Many who are criticizing me were raised in cities and expect others to take care of them.
I believe in working and paying my own way. Many who are criticizing me believe they are entitled to take from me and give to others.
I've waited a few days to reply to your post, wanting to take the time to reflect carefully and respond calmly.
Let's get the personal out of the way first: I grew up in Indiana and Kentucky, spending the school year in a poor white neighborhood (locally referred to as The Bottoms) in Indianapolis, a neighborhood, like many poor city neighborhoods, saddled with grotesque pollution because the poor have no power to prevent it.
I spent summers on working farms in western Kentucky that belonged to close relatives. My parents were Depression kids and never requested or received any kind of public assistance; nor have I. I'll stack up my work ethic and independence against anything you can bring to bear from your generic "hills".
Now let's consider your claims about the independence and self-sufficiency of rural folks in general in the U.S.
Your claim is that the city people are bloodsuckers who prey on the real, hardworking country folks. But the facts show exactly the opposite: The two coasts (more than half of the American population lives within 50 miles of a coast) and the old industrial upper Midwest generate the lion's share of wealth in the U.S. and carry the greatest tax burden; the rural, conservative "red" states make a profit on their federal taxes, receiving ~30 cents more back on each federal tax dollar than the urban, liberal "blue" states.
Many rural "red" states boast of low or no income taxes and/or property taxes. That's because they're vacuuming the funds they need from blue state city slicker pockets.
American farmers typically, like you, bemoan federal funds spent to assist urban populations. Meanwhile, they receive subsidies to grow and subsidies not to grow, as well as price supports that prevent Americans from enjoying lower, real world prices on many foodstuffs.
In addition, we shiftless city folks subsidize your telephone lines, your regional airports and your highways.
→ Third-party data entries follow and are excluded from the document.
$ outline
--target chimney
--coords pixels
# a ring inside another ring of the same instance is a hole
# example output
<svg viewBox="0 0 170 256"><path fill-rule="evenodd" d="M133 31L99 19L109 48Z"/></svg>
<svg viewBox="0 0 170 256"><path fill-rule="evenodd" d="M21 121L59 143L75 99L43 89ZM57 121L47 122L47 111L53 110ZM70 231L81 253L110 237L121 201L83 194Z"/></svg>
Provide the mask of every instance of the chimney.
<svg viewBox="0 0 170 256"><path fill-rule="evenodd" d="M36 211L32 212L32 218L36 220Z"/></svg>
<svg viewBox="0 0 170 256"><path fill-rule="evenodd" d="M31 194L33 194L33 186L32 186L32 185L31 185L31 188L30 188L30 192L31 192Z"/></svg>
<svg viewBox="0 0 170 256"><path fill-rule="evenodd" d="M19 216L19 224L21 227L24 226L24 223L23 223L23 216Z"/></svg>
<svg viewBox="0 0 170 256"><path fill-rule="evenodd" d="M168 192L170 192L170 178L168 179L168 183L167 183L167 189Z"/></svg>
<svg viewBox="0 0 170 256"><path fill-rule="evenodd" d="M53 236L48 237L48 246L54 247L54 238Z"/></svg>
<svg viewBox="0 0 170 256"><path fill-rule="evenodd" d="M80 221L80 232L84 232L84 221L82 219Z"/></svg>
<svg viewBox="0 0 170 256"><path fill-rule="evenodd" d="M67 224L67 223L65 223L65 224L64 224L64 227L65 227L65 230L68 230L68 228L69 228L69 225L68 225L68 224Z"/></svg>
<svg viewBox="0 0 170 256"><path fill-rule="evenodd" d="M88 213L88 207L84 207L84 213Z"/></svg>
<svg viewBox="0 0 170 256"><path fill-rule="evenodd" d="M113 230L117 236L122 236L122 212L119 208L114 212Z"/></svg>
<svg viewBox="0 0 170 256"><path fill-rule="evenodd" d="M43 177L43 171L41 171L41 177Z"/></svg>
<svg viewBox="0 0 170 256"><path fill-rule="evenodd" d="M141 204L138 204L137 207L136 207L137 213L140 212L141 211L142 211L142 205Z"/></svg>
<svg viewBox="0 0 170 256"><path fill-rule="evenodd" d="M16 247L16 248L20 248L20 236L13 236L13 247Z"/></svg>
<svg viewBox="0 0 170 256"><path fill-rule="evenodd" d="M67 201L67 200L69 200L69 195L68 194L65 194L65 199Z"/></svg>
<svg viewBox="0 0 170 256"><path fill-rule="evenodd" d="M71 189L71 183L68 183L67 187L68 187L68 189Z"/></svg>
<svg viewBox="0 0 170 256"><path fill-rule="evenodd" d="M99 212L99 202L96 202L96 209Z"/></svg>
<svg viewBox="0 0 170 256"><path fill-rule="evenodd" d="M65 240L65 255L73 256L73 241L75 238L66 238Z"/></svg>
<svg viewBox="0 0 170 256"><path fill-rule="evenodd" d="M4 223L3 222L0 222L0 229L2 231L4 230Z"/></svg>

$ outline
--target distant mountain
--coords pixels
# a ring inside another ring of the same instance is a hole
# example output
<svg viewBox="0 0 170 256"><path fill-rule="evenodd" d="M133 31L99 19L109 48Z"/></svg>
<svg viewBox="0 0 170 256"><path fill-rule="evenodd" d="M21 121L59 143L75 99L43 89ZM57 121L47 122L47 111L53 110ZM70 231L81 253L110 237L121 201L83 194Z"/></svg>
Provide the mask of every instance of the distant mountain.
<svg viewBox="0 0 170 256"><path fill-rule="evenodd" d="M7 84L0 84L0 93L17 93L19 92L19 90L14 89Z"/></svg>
Due to our greater efficiency at generating wealth, and thus tax receipts, we subsidize nearly every facet of rural life. Many city dwellers, who rent in higher numbers than rural folks, subsidize home purchases by others in both cities and farms: ever buy a house? Did you enjoy the mortgage interest deduction? If so, you were taking wealth from millions of Americans who did not or could not buy a home.
And that's okay with me: we're one people, and it is extraordinarily important for both the present and the future that every child have access to a decent life. I do not, in fact, begrudge a single penny.
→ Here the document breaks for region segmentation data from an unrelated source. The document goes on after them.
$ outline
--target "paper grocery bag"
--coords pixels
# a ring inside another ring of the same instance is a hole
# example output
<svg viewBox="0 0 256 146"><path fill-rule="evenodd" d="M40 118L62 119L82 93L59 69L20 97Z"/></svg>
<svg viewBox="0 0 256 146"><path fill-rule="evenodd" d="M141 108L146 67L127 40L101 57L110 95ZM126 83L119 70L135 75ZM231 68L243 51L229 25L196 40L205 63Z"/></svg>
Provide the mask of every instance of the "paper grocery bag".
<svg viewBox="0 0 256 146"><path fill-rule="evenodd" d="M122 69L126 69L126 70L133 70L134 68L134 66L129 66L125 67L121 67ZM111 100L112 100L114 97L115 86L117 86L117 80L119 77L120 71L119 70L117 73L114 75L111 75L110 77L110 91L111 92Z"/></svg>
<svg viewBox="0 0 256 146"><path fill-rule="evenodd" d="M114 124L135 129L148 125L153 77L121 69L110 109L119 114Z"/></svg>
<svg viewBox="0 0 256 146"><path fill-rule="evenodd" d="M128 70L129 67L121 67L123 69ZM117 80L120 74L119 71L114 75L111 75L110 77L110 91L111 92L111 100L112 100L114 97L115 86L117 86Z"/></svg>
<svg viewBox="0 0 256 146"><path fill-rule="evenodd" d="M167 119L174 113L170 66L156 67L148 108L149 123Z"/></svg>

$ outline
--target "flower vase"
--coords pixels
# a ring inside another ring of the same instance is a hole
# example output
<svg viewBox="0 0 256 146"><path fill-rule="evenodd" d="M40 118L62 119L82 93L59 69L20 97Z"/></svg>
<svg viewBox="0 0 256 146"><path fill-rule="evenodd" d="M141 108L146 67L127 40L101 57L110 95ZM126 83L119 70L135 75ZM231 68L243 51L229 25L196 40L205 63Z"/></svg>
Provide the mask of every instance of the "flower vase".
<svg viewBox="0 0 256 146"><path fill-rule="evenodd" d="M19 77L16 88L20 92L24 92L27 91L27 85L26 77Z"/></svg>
But I do object to being called a leech in the name of Americans who in fact receive far greater largess.
And that goes to the heart of what I most criticize in your posts on these subjects. Your claims and assertions bear the hallmark of the coarsest kind of prejudice--the kind that is readily contradicted by even a cursory examination of facts that are more available than ever. But you can't be bothered. You prefer to cling to ethnic, regional and ideological prejudices so tightly that you refuse to even attempt to give them factual support. You wouldn't dream of conducting a scientific debate in this fashion.
So the next time you travel to or from your hills, by air or by highway, or call to say you're almost there, or admire the landscape of green fields and woodlots around you...
Hey, you're welcome.
"If you can keep your head while those around you are losing theirs, you can collect a lot of heads."